Nesse sentido estão surgindo diversas ideias e propostas que buscam tornar mais eficiente o funcionamento da máquina pública no Brasil. Uma que merece destaque é a intenção do Governo Federal de oferecer todos os serviços públicos em uma plataforma online. A medida faz parte de uma ampla reforma da gestão pública para melhorar o atendimento da população e buscar reduzir custos com a máquina governamental, incluindo gastos com pessoal. A meta é buscar economia semelhante à resultante da prática de digitalização em outros países. O custo pode cair a 5% do que é desembolsado hoje. Estudos apontam que a média do gasto em quatro países (Canadá, Reino Unido, Noruega e Austrália) caiu de US$ 14,09 em cada atendimento presencial para US$ 0,39 no serviço online. A ideia é que, numa única plataforma online, o cidadão possa encontrar todos os serviços do Governo Federal, uma espécie de Poupatempo digital.
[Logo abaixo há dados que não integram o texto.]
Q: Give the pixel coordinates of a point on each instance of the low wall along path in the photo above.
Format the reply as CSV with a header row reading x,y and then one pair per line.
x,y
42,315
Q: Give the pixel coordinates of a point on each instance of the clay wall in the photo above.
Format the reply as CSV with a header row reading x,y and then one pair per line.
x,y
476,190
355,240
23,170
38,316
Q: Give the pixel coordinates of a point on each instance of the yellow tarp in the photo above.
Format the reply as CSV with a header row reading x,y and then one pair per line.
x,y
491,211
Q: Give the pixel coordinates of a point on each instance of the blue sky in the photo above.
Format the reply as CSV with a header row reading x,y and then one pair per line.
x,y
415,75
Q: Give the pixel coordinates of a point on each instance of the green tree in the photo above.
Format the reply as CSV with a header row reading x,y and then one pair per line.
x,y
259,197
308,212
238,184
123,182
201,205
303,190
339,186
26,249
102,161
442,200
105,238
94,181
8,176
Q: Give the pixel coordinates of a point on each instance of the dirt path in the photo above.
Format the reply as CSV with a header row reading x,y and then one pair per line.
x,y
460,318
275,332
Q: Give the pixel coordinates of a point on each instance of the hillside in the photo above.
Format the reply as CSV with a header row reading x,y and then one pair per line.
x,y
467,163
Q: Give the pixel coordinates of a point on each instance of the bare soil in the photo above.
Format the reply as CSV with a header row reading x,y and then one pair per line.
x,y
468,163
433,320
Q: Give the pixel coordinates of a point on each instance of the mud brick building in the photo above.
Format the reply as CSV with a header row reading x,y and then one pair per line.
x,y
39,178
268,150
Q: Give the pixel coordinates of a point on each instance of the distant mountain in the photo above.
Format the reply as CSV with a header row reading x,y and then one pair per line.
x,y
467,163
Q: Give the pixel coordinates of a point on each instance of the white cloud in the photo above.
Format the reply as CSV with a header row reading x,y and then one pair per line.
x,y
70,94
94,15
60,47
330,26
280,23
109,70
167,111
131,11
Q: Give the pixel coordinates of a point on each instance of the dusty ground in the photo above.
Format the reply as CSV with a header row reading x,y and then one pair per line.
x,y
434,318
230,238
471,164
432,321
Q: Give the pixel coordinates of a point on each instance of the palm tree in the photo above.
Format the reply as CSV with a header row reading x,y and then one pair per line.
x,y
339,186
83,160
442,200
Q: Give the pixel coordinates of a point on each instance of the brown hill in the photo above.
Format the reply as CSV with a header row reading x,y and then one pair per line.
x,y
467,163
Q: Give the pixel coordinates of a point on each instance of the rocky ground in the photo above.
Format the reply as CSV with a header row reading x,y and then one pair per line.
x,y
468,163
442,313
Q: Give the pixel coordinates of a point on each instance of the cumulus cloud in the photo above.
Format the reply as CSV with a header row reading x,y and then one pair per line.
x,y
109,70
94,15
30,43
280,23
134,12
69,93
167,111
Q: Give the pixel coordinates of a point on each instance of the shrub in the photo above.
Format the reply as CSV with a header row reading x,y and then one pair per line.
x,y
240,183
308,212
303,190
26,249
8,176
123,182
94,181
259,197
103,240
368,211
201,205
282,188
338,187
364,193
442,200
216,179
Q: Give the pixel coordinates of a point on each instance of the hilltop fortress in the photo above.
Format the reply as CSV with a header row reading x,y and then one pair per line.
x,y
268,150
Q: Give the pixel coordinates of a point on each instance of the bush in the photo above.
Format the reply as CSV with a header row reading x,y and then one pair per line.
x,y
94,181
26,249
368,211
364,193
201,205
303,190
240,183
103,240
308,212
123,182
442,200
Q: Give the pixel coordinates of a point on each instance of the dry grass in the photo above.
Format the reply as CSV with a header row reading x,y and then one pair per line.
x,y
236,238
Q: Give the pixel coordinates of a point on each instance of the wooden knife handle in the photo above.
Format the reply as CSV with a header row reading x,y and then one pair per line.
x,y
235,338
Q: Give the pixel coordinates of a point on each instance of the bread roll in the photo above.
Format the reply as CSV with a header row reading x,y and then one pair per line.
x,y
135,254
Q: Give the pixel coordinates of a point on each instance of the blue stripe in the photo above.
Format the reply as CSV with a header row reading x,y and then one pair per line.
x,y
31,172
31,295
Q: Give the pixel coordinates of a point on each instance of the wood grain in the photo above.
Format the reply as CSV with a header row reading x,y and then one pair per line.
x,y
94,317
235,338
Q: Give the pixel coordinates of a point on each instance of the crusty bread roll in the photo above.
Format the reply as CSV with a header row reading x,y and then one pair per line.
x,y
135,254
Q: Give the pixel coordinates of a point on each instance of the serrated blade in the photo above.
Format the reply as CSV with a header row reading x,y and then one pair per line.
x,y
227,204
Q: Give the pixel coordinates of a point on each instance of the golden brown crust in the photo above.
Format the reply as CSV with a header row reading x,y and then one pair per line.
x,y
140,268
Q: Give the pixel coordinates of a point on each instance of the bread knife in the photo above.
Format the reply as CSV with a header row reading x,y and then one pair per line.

Essa medida, por si só, tem potencial para gerar uma economia que poderá chegar a bilhões de reais para os cofres públicos. Em média, o custo do atendimento online é 20 vezes menor que o presencial.
Para o cidadão, a economia é ainda maior. Segundo estudo da experiência na Espanha, a digitalização desses serviços proporcionou para a população uma economia 8,5 vezes superior à do governo. O cálculo levou em conta que, para pedir um documento ou requerer outro serviço, o trabalhador perde um dia de trabalho, precisa se locomover para a agência, gasta tempo na fila etc.
Outras medidas que merecem ser mencionadas são as que propõem uma “racionalização” nas compras da União. Uma ideia é que o governo passe a comprar energia no mercado livre – em que o preço é fechado diretamente com o gerador ou com a comercializadora – em vez de pagar para a distribuidora, gerando assim uma economia estimada em 20% do valor atualmente gasto com energia elétrica pela União. Outra medida é a que propõe o uso de um aplicativo para o transporte de servidores, ao invés de cada órgão ter veículos próprios é contratada uma frota terceirizada única.
Diante disso, conclui-se que a Constituição Federal enunciou expressamente alguns princípios para a Administração Pública, encontrando-se consubstanciados em regras de observância permanente e obrigatória para o bom administrador. A inserção, por meio da Emenda Constitucional nº 19, da eficiência como princípio constitucional da Administração Pública significa que o administrador deve buscar o constante aprimoramento dos serviços públicos e permitir o exercício pleno da cidadania através da garantia de acesso às informações de interesse público a toda coletividade de modo célere, econômico e eficiente.
Outrossim, embora elidido à categoria de princípio constitucional expresso da Administração Pública na Constituição Federal de 1988 por meio da Emenda Constitucional nº 19, de 04 de junho de 1998, o princípio da eficiência tem, na atual crise econômica e fiscal, uma oportunidade ímpar de ser melhor observado e tido como parâmetro a ser considerado na reinvenção do modo de operação de toda a máquina pública no Brasil.
BIBLIOGRAFIA.
1 – MEIRELLES, Hely Lopes. Direito Administrativo Brasileiro. São Paulo: Malheiros, 2002.
2 – PIETRO, Maria Sylvia Zanella Di. Direito Administrativo. São Paulo: Atlas, 2002.